Validate uniqueness of multiple columns
Ruby on-RailsRuby on-Rails-3ValidationActiverecordRails ActiverecordRuby on-Rails Problem Overview
Is there a rails-way way to validate that an actual record is unique and not just a column? For example, a friendship model / table should not be able to have multiple identical records like:
user_id: 10 | friend_id: 20
user_id: 10 | friend_id: 20
Ruby on-Rails Solutions
Solution 1 - Ruby on-Rails
You can scope a validates_uniqueness_of
call as follows.
validates_uniqueness_of :user_id, :scope => :friend_id
Solution 2 - Ruby on-Rails
You can use validates
to validate uniqueness
on one column:
validates :user_id, uniqueness: {scope: :friend_id}
The syntax for the validation on multiple columns is similar, but you should provide an array of fields instead:
validates :attr, uniqueness: {scope: [:attr1, ... , :attrn]}
However, validation approaches shown above have a race condition and can’t ensure consistency.

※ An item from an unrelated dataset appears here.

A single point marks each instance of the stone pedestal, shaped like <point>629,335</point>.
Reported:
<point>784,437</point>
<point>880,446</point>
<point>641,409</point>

Consider the following example:
-
database table records are supposed to be unique by n fields;
-
multiple (two or more) concurrent requests, handled by separate processes each (application servers, background worker servers or whatever you are using), access database to insert the same record in table;
-
each process in parallel validates if there is a record with the same n fields;
-
validation for each request is passed successfully, and each process creates a record in the table with the same data.
To avoid this kind of behaviour, one should add a unique constraint to db table. You can set it with add_index
helper for one (or multiple) field(s) by running the following migration:
class AddUniqueConstraints < ActiveRecord::Migration
def change
add_index :table_name, [:field1, ... , :fieldn], unique: true
end
end
Caveat : even after you've set a unique constraint, two or more concurrent requests will try to write the same data to db, but instead of creating duplicate records, this will raise an ActiveRecord::RecordNotUnique
exception, which you should handle separately:
begin
# writing to database
rescue ActiveRecord::RecordNotUnique => e
# handling the case when record already exists
end
Solution 3 - Ruby on-Rails
This can be done with a database constraint on the two columns:
add_index :friendships, [:user_id, :friend_id], unique: true
You could use a rails validator, but in general I recommend using a database constraint.